I have tried something like this:
with tf.Session() as sess:
sess.run(tf.global_variables_initializer())
merged = tf.summary.merge_all()
writer = tf.summary.FileWriter('logs', sess.graph)
for iteration in range(int(n_epochs*train_set_size/batch_size)):
x_batch, y_batch = get_next_batch(batch_size) # fetch the next training batch
sess.run(training_op, feed_dict={X: x_batch, y: y_batch})
if iteration % int(1*train_set_size/batch_size) == 0:
mse_train = loss.eval(feed_dict={X: x_train, y: y_train})
mse_valid = loss.eval(feed_dict={X: x_valid, y: y_valid})
mse_test = loss.eval(feed_dict={X: x_test, y: y_test})
y_train_pred,summary1,outimage = sess.run([outputs,merged,out_img_sum], feed_dict={X: x_train,y:y_train})

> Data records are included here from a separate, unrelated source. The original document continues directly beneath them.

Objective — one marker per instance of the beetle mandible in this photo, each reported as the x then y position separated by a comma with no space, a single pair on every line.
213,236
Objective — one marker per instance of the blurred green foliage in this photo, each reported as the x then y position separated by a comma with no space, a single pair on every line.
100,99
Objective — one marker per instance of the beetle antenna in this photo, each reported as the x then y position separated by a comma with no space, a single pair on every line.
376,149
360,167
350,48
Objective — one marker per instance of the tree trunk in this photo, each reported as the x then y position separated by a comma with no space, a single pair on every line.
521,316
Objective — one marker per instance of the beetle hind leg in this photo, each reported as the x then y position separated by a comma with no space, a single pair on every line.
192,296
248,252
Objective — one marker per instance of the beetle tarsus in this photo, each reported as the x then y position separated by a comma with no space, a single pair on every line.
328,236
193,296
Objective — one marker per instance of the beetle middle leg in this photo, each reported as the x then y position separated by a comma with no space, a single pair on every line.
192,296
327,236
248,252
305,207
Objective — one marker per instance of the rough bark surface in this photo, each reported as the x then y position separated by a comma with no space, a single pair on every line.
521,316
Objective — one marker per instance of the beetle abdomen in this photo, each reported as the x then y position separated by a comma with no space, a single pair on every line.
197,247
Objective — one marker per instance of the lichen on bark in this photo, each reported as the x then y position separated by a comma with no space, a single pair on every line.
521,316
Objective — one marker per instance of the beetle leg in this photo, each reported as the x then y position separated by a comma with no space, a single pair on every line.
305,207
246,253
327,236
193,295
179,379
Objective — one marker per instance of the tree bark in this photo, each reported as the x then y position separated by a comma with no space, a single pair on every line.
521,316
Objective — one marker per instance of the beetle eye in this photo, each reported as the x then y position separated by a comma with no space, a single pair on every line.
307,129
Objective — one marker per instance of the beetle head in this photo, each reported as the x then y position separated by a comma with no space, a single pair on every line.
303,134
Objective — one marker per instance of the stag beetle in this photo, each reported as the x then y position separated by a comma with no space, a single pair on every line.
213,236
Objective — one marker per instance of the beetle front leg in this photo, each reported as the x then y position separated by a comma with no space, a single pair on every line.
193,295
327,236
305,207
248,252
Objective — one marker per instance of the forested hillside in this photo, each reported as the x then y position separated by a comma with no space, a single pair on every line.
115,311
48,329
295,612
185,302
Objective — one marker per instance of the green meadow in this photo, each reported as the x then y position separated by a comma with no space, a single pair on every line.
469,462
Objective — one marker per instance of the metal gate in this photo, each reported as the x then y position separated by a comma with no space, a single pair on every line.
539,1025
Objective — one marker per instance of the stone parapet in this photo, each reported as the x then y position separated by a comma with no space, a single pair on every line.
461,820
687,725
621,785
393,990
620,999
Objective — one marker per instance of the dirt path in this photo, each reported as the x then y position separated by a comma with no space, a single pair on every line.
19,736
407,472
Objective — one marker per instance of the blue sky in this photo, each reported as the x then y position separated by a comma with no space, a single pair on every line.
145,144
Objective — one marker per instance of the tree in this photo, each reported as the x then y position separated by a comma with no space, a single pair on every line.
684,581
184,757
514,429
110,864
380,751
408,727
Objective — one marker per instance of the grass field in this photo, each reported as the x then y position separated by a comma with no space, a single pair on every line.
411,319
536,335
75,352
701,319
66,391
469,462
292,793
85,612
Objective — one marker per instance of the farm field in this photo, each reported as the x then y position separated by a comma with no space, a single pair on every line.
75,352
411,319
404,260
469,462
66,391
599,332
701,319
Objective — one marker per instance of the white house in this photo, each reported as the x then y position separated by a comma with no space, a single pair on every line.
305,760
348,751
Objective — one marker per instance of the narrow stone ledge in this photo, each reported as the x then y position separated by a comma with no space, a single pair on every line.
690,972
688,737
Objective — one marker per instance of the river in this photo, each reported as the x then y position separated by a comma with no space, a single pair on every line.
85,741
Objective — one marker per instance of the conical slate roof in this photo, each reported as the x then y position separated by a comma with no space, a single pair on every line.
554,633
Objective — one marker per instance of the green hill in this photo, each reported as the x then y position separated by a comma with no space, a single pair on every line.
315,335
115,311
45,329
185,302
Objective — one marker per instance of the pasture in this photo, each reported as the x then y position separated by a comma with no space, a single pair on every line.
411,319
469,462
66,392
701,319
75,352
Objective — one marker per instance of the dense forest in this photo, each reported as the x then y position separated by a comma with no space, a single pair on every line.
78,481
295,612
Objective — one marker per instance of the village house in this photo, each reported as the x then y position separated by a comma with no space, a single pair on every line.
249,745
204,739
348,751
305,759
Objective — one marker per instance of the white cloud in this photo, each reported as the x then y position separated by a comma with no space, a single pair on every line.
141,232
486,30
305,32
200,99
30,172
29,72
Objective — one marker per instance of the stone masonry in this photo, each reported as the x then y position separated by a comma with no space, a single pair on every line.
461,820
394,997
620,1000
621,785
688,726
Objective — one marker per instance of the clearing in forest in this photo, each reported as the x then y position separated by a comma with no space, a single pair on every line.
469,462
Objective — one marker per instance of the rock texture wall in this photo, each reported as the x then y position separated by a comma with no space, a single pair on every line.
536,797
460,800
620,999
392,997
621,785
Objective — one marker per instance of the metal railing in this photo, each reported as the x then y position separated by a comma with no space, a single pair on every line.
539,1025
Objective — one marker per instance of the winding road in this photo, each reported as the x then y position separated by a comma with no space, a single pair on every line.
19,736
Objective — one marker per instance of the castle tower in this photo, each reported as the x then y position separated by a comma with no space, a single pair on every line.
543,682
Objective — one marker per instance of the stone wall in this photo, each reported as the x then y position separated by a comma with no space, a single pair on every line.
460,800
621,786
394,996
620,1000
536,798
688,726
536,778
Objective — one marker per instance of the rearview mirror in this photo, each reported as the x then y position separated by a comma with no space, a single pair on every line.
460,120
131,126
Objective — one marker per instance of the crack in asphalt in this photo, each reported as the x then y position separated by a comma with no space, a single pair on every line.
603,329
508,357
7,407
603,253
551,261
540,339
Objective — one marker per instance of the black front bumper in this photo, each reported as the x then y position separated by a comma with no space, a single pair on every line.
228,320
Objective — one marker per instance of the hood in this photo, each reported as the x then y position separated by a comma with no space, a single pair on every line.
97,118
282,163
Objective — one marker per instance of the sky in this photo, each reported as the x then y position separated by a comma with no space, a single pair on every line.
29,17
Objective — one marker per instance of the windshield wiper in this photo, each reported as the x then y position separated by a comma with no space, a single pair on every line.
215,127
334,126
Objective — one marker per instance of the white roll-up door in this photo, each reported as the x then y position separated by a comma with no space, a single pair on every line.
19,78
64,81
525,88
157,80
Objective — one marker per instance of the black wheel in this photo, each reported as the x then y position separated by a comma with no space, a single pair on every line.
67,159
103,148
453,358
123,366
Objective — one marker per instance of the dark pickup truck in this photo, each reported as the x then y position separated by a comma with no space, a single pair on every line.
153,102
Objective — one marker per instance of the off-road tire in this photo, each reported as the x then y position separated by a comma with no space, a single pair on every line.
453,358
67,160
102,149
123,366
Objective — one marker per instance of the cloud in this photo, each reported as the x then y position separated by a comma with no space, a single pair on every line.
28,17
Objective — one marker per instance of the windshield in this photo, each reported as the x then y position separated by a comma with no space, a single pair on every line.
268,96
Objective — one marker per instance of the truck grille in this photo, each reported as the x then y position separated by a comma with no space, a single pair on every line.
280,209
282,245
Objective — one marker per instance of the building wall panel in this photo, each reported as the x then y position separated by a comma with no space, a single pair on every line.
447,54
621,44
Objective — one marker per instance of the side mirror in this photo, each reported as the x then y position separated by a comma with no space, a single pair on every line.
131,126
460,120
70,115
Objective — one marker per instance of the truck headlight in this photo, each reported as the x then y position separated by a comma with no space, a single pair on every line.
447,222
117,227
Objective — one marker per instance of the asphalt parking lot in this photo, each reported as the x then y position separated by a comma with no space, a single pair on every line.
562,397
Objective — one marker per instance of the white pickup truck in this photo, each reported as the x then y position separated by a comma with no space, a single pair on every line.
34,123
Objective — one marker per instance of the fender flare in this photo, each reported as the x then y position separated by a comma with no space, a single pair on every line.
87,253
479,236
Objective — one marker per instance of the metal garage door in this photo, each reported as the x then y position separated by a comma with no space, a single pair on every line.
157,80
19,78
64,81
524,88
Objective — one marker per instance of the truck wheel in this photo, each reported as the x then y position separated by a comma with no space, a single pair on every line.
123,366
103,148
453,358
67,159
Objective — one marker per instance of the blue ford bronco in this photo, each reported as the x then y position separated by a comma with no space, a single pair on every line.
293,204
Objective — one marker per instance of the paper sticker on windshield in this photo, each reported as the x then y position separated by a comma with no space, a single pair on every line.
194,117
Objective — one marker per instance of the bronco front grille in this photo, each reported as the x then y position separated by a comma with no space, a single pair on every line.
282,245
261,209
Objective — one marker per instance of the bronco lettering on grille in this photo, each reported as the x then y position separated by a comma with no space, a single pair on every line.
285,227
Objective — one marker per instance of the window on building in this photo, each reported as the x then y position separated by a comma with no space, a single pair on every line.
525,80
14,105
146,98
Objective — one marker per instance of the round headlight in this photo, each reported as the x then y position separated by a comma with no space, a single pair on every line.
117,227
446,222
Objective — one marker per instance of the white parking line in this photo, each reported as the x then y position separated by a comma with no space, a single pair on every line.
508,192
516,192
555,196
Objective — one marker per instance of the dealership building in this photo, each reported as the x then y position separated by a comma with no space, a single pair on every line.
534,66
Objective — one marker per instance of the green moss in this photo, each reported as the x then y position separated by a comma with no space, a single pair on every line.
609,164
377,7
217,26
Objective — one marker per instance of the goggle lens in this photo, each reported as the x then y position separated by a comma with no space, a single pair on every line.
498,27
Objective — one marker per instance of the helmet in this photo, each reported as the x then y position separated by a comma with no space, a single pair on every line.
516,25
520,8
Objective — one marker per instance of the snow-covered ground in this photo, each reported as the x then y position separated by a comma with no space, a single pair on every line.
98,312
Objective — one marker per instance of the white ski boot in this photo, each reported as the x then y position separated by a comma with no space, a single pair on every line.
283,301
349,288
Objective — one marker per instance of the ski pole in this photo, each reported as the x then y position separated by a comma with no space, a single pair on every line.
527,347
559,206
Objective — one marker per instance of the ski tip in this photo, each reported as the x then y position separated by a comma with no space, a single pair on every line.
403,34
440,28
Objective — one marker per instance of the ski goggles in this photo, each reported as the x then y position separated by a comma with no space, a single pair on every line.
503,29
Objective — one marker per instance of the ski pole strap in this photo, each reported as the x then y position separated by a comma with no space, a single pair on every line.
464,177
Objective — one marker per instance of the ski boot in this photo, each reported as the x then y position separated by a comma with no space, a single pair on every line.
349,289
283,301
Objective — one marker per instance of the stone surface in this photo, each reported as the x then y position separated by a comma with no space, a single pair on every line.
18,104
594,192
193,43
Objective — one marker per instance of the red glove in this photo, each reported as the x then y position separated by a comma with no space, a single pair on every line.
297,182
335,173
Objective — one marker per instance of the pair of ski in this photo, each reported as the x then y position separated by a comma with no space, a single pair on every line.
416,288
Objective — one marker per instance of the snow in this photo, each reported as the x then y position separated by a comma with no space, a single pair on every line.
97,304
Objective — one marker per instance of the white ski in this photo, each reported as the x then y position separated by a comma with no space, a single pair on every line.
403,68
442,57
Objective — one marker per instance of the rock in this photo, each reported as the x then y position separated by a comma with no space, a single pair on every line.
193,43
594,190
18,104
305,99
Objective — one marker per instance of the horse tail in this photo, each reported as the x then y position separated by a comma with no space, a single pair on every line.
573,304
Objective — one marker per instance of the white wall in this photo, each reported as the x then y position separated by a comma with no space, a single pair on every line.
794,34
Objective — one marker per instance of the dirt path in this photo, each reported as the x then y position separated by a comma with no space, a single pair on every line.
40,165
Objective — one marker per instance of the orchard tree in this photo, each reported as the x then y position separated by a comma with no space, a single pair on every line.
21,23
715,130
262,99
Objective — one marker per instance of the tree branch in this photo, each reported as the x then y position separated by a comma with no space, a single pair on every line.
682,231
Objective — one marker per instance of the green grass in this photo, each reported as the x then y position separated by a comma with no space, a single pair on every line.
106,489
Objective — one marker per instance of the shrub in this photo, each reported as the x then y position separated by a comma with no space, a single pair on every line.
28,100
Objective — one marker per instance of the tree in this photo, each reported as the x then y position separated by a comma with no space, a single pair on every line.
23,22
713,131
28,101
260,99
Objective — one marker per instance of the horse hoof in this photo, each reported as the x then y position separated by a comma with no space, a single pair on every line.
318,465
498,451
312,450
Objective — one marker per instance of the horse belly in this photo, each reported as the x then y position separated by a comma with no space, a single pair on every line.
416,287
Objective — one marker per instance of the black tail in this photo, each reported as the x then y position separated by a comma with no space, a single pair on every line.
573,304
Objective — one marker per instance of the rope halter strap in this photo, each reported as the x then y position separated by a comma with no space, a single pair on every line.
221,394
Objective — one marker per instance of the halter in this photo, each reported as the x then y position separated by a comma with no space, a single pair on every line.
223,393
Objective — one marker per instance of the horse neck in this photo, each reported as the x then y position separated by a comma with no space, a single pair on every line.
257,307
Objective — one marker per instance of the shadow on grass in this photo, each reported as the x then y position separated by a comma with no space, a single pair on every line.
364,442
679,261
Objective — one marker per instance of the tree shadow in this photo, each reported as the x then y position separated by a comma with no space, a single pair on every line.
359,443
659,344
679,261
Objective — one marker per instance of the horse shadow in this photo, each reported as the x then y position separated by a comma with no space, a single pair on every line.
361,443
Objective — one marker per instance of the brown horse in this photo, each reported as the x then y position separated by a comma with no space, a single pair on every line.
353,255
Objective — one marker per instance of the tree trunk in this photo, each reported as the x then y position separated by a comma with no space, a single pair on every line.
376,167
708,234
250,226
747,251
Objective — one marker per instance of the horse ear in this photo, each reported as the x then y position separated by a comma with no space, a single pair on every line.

y_valid_pred,summary2 = sess.run([outputs,merged], feed_dict={X: x_valid,y:y_valid})
y_test_pred,summary3 = sess.run([outputs,merged], feed_dict={X: x_test,y:y_test})
writer.add_summary(summary1, iteration*batch_size/train_set_size)
I am willing to show the y_train
and y_train_pred
values on the tensorboard. How I can do that? These are like the arrays and I am not getting a way out to show these values comparison on Tensorboard. Please help me.